What does it mean to one day sit down to a banquet of consequences? Well, it is a more elegant version of the well-known saying ‘what goes around comes around’ or the biblical version that ‘you reap what you sow’. It seems many wise folk have tried to convince us that when we let ourselves off the hook of accountability, the ultimate repercussions may not fit into the self-created and convenient notion that it doesn’t really matter, it doesn’t really count, no-one is looking, it’s not that important, so who cares?

And let’s face the facts, we try to get it away with it every day in all sorts of creative ways, don’t we? I know I’m perfectly capable of ducking and diving to wriggle out of commitments and expectations. Just recently, I took an action from a meeting, said I was going to do it and then deleted it from my to-do list three days later. Nobody will notice that I thought. Just lose it between the cracks and no one will be the wiser. I got away with it. Or did I? Or is someone preparing my banquet of consequences as we speak?

killjoy

It seems I am not alone in the ‘getting away with it’ club. Membership of this anyone’s-welcome, free-for-life society is positively over-subscribed. I recently attended an excellent Vistage speaker session with the speaker Jim Alampi on the topic of Lencioni’s best-seller ‘The Five Dysfunctions of a Team’. There were 200 CEOs and business owners in the room. After Jim had taken us through the theory of the five dysfunctions he challenged everyone to complete Lencioni’s team assessment questionnaire to see which of the five team dysfunctions were most prevalent in our organisations.

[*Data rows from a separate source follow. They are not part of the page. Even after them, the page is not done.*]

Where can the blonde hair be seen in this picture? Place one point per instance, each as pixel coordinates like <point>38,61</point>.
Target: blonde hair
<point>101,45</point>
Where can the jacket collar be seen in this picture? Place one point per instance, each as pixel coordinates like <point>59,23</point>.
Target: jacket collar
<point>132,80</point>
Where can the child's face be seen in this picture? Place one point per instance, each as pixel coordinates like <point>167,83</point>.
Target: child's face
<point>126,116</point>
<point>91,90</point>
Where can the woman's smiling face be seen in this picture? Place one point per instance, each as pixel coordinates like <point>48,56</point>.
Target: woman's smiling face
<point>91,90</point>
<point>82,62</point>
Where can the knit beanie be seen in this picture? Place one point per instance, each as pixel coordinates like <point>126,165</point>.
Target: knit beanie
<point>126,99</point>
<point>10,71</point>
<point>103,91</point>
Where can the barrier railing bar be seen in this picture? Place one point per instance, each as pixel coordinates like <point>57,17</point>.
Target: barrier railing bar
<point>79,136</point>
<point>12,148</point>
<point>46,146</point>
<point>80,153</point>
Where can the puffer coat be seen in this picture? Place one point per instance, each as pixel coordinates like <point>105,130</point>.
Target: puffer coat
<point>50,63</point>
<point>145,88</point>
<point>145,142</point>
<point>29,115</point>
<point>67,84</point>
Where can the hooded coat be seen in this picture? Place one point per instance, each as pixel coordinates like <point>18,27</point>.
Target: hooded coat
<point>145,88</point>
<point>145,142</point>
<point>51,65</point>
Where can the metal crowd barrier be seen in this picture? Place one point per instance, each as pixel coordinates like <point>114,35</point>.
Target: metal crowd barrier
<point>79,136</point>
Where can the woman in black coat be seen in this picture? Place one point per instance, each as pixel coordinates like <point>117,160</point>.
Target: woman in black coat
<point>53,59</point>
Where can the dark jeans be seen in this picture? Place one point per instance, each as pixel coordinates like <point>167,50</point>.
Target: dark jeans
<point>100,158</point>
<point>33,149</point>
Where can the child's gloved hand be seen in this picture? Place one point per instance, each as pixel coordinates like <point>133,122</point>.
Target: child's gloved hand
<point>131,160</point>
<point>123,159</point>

‘Hands up if ‘fear of conflict’ is your most critical dysfunction’ he asked. A few hands crept into the air. ‘How about lack of commitment?’. Another smattering of hands. ‘How about absence of trust?’. And so on. ‘I’ve saved the best until last’ he concluded, ‘How many of your leadership teams suffer from avoidance of accountability?’ At this point it was like being back in school when the teacher offered the class a sweet. So many hands went up that Jim was unable to count them and he boomed out in his US drawl ‘I knew that would get you. I’ve done this exercise with countless teams all round the world these past four years and it is always avoidance of accountability that is a team’s most common Achilles’ heel.

So it seems a lot of us are getting away with it and hoping there will not be a banquet of consequences further down the line. The striking fact is that if there are lots of people getting away with it then there are even more people letting us get away with it! It seems we’re all colluding in a festival of unfinished business, loose ends, forgotten commitments and unrealised expectations. What a great party we’re having! Let’s hope it never stops. For who would want to be the accountability killjoy when we’re all having so much fun? Who, having glimpsed the banquet of consequences, would be a brave enough coach or leader to turn on the lights, turn down the music and invite us to face the facts?